Alexandre poderia infectar milhares de funcionários e clientes, em vez de adaptar o seu negócio à crise para manter empregos e reduzir o seu prejuízo, mas ainda bem que o seu pai serve a outro Senhor. Ao punir o próprio filho, ensinou que a solidariedade tem que estar acima da ganância num momento dramático como este.
E aí, nessa outra banda – generosa – do caráter brasileiro, temos visto inúmeros exemplos de solidariedade se destacarem das agruras da crise. A começar pelo papel heróico e exemplar dos epidemiologistas e profissionais de saúde em geral, que representam todos os nossos corações no front principal dessa guerra. Mas também é hora de enaltecer a maioria do nosso povo que, apesar do nosso presidente, compreendeu e adotou o isolamento como única tática eficaz para essa guerra.
Vamos falar da solidariedade concreta com aqueles que estão impedidos, pelas circunstâncias, de obterem sua renda, seja pela atitude de cada um em relação a quem o circunda, seja pelo apoio a medidas dos governos para colocar dinheiro na mão de quem mais precisa. Isso não é comunismo, nem de dependência; trata-se de emergência. É acolhimento – e não exclusão – o que mais precisamos no momento.
O trabalho dos jornalistas e demais profissionais e redes de comunicação tem sido vital para informar as pessoas sobre riscos, cuidados e evolução da epidemia, sobre atos de solidariedade de outras pessoas e sobre as políticas em curso, permitindo que elas exerçam a sua cidadania mesmo em condições de isolamento físico.

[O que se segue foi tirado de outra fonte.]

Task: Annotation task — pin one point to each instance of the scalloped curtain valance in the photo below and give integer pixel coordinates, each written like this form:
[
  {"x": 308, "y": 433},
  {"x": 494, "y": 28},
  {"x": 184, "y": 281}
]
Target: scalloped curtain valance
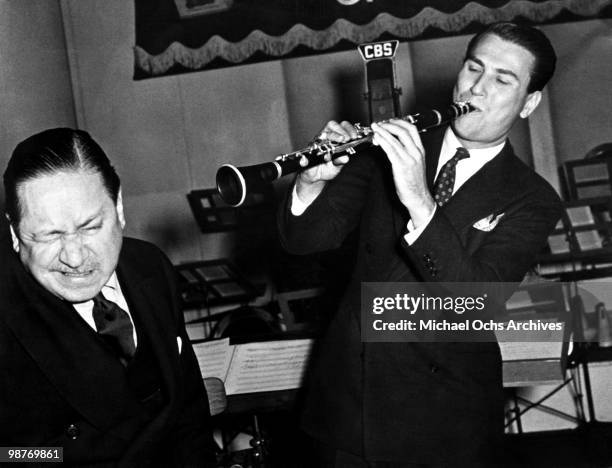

A solidariedade é a essência da atitude dos artistas que cantam nas janelas, dos amores que persistem mesmo à distância, das mães e pais que estão por conta dos filhos e lhes ensinam sobre a situação inédita que vivemos. Conduz, também, os que fabricam máscaras, que fazem vaquinha para ajudar quem precisa, que batem panelas para expressar sua posição política sem contaminar ninguém e os que cuidam dos seus velhos, ameaçados de extinção pelos que não aceitam o encolhimento temporário da economia para preservar vidas. A solidariedade une as pessoas pelos corações.
Que a solidariedade siga sendo a marca mais forte da nossa atitude como povo. Vamos sair dessa crise decididos a fazer diferença para vivermos melhor em sociedade, numa homenagem à altura dos que não sobreviverão.